Ultimately, Kiev declined due to weak leaders, succession problems, Mongol (Tatar) invaders, and the decline of their trading and cultural partner, Byzantium. Russian trade and wealth reduced because of the Kievan Rus' reliance on Byzantium, so now that Byzantium declined, Kievan Rus' was falling as well.
While Kievan Rus lost a significant amount of culture, they were not completely lost. When Constantinople fell to the Seljuk Turks in 1453, the Russians were just on the fringe of gaining independence from the Tatars. Filofei the monk wrote that now heresy had destroyed the first Roman Empire and the Turks had cut down the second, Byzantium, a new
"third, new Rome... under the king's mighty rule...sends out the Orthodox Christian faith to the ends of the Earth and shines more brightly than the sun...Two Romes have fallen, but the third stands, and there will be no fourth."
So, to recap,
- Traders from Scandinavia set up Kiev as a trading hub, and the Kievan Rus' settled in Slavic lands.
- These early Russians relied on trade with Byzantium for a strong economy and culture. While the Kievan Rus' had their own monarchy, independent of the Byzantine government, their growth came from interactions with Byzantium.
- Leaders like Vladimir I and Yaroslav brought Byzantine religion to Kiev, which became the basis for future Russian religion, art, and culture.
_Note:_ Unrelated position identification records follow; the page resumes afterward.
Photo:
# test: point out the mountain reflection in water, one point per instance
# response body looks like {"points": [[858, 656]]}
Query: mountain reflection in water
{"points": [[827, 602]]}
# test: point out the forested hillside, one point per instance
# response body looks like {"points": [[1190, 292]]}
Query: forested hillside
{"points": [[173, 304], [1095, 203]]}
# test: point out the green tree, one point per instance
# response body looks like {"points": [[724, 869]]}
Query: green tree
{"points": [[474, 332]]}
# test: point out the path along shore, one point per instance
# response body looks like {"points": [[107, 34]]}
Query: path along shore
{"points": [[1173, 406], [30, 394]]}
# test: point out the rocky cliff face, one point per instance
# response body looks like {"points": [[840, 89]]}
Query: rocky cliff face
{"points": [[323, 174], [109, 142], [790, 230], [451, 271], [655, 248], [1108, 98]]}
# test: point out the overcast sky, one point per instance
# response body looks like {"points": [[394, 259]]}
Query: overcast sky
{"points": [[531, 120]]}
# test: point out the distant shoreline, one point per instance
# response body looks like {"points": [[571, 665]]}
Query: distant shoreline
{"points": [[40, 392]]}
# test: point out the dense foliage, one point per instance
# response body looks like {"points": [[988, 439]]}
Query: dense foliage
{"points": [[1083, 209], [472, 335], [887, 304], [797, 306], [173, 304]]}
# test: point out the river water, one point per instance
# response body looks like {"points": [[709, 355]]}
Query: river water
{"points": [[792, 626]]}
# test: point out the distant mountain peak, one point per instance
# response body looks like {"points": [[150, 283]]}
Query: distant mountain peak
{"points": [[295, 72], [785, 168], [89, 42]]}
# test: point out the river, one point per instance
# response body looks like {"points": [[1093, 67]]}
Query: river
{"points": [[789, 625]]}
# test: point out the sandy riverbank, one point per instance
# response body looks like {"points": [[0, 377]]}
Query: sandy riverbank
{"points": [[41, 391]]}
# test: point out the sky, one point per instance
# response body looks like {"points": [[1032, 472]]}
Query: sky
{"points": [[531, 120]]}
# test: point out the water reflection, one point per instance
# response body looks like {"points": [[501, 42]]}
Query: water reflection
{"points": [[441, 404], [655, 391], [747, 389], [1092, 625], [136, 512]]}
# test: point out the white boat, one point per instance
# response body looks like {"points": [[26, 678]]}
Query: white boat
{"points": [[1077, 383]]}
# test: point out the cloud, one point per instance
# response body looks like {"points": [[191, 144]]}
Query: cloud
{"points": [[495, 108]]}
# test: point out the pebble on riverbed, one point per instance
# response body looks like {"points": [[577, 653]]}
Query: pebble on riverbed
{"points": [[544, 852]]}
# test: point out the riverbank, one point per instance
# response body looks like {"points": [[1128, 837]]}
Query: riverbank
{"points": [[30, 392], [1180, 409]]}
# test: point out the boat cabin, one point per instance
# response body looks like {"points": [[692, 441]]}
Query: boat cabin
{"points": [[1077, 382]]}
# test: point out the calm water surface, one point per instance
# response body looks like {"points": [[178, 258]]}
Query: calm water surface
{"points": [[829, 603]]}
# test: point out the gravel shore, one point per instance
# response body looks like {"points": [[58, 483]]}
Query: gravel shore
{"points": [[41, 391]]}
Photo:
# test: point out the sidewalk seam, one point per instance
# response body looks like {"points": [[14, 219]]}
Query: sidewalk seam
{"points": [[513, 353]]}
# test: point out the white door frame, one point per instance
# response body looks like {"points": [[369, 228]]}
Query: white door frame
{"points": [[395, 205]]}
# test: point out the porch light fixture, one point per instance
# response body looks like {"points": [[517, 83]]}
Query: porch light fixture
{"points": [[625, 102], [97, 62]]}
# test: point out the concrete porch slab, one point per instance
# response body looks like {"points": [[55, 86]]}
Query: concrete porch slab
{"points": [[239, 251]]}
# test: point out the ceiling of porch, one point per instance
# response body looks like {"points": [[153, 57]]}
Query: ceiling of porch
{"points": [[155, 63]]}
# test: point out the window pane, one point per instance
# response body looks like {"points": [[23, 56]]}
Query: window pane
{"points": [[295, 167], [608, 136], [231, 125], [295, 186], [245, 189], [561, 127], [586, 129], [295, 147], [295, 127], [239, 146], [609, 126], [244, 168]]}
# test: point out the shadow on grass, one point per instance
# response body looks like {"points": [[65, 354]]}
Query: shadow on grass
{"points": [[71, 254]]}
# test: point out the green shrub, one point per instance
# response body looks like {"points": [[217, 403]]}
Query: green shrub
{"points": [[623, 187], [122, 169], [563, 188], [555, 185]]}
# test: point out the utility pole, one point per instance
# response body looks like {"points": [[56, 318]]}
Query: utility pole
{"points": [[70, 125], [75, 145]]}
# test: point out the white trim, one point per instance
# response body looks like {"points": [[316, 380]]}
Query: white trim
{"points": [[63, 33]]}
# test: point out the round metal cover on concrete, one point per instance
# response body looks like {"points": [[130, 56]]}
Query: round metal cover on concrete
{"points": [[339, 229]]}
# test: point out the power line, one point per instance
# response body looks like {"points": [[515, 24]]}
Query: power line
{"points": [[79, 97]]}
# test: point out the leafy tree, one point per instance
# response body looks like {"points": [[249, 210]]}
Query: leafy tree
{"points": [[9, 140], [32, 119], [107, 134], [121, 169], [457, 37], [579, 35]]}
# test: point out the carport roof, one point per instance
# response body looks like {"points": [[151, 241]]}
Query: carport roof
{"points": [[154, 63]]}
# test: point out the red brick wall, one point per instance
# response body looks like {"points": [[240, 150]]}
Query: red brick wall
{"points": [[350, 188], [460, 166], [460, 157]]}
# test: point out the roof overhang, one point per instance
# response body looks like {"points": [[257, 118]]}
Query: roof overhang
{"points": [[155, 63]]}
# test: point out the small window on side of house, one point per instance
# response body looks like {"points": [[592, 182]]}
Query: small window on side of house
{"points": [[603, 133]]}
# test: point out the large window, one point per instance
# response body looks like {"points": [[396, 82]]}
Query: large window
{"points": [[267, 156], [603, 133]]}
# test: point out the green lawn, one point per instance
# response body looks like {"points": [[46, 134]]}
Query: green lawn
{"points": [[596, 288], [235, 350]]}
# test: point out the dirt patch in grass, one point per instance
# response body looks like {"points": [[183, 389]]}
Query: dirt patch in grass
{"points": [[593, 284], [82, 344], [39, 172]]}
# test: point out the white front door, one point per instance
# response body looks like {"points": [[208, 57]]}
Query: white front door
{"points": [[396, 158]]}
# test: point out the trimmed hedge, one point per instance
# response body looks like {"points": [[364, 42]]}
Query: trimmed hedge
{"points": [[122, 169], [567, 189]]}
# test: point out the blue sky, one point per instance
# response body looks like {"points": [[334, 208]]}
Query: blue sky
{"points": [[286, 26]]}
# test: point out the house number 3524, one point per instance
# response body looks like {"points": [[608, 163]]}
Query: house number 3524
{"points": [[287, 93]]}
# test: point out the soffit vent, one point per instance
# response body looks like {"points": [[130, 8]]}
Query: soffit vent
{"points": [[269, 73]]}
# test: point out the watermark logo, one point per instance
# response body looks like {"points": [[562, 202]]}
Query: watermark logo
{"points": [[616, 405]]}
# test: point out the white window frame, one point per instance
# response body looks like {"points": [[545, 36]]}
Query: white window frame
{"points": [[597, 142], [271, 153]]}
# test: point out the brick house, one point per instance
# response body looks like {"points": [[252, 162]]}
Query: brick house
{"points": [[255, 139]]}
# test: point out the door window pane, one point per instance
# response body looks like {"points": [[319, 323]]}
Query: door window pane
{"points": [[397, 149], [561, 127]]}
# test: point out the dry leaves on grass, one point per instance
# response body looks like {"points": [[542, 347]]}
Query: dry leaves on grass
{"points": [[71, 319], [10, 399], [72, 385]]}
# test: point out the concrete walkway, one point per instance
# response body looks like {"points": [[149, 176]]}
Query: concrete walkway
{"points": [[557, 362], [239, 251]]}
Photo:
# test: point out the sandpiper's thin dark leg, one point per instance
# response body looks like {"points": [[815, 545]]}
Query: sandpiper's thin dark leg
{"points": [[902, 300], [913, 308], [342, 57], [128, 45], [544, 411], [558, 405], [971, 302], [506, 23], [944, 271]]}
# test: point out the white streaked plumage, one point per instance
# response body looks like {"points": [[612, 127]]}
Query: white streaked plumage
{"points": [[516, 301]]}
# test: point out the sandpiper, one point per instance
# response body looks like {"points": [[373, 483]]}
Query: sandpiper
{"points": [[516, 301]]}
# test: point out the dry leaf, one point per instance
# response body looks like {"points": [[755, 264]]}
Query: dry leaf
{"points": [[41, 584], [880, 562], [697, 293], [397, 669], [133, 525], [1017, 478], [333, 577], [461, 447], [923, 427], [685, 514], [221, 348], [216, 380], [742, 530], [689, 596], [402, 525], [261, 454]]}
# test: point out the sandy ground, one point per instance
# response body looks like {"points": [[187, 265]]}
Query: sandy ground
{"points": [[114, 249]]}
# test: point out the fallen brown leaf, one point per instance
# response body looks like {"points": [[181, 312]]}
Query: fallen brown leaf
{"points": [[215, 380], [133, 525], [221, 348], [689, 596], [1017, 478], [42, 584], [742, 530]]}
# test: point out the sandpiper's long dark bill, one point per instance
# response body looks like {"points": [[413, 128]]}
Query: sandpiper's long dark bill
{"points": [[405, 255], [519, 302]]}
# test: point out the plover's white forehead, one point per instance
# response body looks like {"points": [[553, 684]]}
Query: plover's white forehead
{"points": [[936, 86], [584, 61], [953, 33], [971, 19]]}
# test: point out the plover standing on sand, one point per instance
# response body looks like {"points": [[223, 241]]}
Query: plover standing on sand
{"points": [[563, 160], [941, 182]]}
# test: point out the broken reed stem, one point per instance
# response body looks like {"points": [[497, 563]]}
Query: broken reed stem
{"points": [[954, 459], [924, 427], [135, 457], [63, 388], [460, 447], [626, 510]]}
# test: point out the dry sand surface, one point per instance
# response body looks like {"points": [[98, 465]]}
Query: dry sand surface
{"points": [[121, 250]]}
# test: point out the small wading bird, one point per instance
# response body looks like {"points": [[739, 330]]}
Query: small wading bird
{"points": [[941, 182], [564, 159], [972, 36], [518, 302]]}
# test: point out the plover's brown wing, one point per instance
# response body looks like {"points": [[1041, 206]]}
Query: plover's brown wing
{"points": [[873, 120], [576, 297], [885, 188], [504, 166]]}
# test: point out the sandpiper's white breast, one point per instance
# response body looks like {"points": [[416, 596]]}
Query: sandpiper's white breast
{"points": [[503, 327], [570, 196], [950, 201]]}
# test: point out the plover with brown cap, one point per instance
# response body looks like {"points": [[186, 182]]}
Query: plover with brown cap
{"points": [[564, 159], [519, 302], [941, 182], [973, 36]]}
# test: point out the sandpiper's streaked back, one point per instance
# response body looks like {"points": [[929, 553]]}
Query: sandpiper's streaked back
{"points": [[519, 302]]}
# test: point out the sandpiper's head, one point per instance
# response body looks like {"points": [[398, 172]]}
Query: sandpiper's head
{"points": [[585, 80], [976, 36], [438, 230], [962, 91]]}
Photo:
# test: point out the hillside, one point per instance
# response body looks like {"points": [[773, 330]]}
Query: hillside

- As Constantinople and Byzantium fell, Kievan Rus' suffered.
- Russians gained their land back from the Tatars, and their culture grew into the early Russia we know today
The Byzantine Empire influenced the development of Russia because there were very close trading ties between the two. Through contact with the Byzantines, the Rus adopted many Byzantine ways.
One of the most important ways in which the Byzantines influenced the Russians was in religion. The Russians came in contact with Christianity through the Byzantine Empire and eventually came to embrace Eastern Orthodox Christianity (as opposed to Roman Catholicism). It was Orthodox monks who created the Cyrillic Alphabet that came to be used for writing Russian.
A second influence was in the area of government. The Russians were affected by their contact with the Byzantines and tried to imitate their system of government. The Tsars modeled themselves after Byzantine emperors rather than the monarchs of Western Europe.
There were other Byzantine influences, such as in art and architecture, but these are the most important Byzantine influences on Russia's development.